Das ist alles keine Inflation im herkömmlichen Sinne. Das ist Ausbeutung durch Monopolmacht. Ein anderer Mechanismus. Eine andere Lösung. Und die Inflation dafür verantwortlich zu machen, entlastet die wahren Schuldigen.
Als Konzerne aufhörten zu bauen und begannen, Rohstoffe abzubauen
Dies knüpft direkt an das an, was wir in Teil 2Früher wuchsen Unternehmen, indem sie bessere Produkte herstellten, Märkte erweiterten und die Löhne parallel zur Produktivitätssteigerung erhöhten. Das war das gängige Modell. Man produzierte Dinge, die die Menschen wollten. Man zahlte den Arbeitern genug, damit sie die produzierten Waren auch kauften. Alle profitierten – wenn auch ungleichmäßig – aber spürbar.

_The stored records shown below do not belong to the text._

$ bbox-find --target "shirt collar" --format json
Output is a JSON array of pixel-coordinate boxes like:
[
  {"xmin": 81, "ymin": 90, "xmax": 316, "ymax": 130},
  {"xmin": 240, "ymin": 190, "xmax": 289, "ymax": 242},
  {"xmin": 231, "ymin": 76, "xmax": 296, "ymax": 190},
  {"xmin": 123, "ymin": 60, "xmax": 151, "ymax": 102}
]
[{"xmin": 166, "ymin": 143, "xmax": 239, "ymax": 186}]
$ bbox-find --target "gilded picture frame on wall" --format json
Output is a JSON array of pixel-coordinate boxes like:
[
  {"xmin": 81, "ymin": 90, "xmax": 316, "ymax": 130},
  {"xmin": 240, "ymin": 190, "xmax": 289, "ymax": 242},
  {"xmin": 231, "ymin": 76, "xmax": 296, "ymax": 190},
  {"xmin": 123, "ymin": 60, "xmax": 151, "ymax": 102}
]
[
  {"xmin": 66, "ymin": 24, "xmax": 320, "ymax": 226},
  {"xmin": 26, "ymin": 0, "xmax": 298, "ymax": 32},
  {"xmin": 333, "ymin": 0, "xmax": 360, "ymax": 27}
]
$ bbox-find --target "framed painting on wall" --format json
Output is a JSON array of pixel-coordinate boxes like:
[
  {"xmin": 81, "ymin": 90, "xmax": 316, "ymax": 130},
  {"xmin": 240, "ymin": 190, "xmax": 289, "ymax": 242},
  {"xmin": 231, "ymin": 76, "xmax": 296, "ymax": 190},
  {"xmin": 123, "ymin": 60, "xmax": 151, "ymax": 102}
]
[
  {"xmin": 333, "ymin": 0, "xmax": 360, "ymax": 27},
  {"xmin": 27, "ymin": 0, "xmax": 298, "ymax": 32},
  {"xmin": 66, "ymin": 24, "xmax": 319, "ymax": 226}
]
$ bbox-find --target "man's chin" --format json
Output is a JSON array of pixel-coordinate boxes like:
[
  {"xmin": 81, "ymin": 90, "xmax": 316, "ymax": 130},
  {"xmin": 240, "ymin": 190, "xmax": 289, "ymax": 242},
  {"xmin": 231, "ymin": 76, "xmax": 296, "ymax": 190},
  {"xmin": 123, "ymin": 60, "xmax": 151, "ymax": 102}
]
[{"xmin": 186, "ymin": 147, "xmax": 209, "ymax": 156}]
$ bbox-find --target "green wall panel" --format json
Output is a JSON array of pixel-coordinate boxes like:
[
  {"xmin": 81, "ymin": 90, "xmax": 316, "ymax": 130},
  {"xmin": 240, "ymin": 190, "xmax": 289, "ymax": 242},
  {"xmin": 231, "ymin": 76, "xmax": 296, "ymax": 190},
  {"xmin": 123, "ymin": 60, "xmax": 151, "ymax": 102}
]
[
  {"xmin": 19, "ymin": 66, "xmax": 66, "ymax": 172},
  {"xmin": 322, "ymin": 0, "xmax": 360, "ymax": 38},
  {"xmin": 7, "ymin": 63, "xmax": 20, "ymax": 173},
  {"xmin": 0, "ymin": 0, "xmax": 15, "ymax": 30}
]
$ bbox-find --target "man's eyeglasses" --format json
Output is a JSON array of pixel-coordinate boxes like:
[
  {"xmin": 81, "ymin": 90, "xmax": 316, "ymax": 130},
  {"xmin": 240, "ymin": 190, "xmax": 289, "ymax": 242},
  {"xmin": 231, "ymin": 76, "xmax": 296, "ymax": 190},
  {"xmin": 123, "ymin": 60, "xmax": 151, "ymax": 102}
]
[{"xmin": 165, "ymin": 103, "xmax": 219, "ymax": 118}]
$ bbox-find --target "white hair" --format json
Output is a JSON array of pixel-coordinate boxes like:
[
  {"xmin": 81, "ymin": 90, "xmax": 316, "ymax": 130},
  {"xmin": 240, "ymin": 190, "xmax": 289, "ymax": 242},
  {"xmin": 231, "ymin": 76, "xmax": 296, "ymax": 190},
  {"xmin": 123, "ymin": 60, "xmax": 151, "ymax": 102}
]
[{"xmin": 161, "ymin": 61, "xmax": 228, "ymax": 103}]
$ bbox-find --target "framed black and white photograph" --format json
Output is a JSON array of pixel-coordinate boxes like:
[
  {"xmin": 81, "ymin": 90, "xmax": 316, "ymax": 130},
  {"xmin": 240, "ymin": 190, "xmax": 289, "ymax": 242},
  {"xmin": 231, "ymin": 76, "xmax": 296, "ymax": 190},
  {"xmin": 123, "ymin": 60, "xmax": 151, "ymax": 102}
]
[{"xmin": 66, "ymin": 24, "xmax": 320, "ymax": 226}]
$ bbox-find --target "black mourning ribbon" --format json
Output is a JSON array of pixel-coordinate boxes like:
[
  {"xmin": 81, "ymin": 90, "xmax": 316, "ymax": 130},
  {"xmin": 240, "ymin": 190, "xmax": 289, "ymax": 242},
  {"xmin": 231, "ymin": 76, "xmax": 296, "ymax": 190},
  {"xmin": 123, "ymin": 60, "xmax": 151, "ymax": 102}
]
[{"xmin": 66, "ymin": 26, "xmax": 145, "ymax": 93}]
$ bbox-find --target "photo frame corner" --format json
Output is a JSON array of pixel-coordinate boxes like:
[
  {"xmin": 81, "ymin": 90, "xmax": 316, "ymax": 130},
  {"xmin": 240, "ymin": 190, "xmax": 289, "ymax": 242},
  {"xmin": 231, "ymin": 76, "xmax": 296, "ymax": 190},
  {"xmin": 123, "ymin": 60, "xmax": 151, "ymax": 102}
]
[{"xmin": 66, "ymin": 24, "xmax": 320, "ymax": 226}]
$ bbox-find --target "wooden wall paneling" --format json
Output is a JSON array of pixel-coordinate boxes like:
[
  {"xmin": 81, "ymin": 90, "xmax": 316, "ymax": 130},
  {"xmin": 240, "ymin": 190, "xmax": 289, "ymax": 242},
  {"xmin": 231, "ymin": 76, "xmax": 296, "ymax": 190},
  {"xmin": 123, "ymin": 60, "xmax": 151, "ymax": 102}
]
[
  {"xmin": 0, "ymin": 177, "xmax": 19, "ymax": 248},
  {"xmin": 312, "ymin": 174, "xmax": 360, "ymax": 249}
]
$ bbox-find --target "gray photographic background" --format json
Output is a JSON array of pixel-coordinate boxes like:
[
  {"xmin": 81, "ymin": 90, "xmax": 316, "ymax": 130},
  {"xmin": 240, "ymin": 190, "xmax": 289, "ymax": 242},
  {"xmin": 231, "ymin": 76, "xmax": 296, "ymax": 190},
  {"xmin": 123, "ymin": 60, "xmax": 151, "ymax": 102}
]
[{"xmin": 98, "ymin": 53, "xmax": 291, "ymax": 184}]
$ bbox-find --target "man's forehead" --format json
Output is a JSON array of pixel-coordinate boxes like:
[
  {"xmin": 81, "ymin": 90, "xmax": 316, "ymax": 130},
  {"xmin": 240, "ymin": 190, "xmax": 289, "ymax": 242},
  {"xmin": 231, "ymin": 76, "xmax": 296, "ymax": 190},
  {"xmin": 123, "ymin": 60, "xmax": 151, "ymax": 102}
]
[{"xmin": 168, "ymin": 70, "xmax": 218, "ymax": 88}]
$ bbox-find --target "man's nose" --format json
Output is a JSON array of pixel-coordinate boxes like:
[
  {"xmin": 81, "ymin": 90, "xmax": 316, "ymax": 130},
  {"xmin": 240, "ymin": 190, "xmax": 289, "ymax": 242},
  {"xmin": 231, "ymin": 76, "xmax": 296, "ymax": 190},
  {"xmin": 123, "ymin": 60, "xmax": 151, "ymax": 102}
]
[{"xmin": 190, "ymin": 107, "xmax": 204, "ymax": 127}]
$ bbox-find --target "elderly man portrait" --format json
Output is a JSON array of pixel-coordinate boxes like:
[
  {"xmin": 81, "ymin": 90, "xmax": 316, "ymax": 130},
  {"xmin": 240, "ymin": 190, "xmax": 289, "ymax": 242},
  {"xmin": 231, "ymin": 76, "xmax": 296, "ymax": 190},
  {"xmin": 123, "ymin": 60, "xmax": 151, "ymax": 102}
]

Dann änderte sich die Anreizstruktur. Nachdem Reagan die Kartellgesetzgebung stark eingeschränkt hatte und die Vergütung von Führungskräften zunehmend auf Aktienoptionen umgestellt wurde, resultierte das Wachstum aus Konsolidierung statt aus Innovation. Gewinne wurden durch Preissetzungsmacht statt durch bessere Produkte erzielt. Effizienz bedeutete, die Lohnkosten zu senken, nicht die Betriebsabläufe zu verbessern.
Der Aktienkurs wurde zum primären – oft einzigen – Erfolgsmaßstab. Alles andere wurde zweitrangig. Mitarbeiter wurden zu einem Kostenfaktor, den es zu minimieren galt. Kunden wurden zu einer Einnahmequelle, die es zu maximieren galt. Qualität war nebensächlich, solange der Aktienkurs stieg.
Diese Verschiebung erklärt Ergebnisse, die sonst irrational erscheinen. Warum sollte ein Unternehmen die Produktqualität senken und gleichzeitig die Preise erhöhen? Weil Aktienkurse kurzfristige Gewinnmaximierung belohnen und Führungskräfte mit Aktien bezahlt werden. Warum sollte ein Konzern die Löhne seiner Mitarbeiter senken, selbst wenn die Produktivität rasant steigt? Weil Personalabbau die Quartalsgewinne steigert, was wiederum den Aktienkurs erhöht.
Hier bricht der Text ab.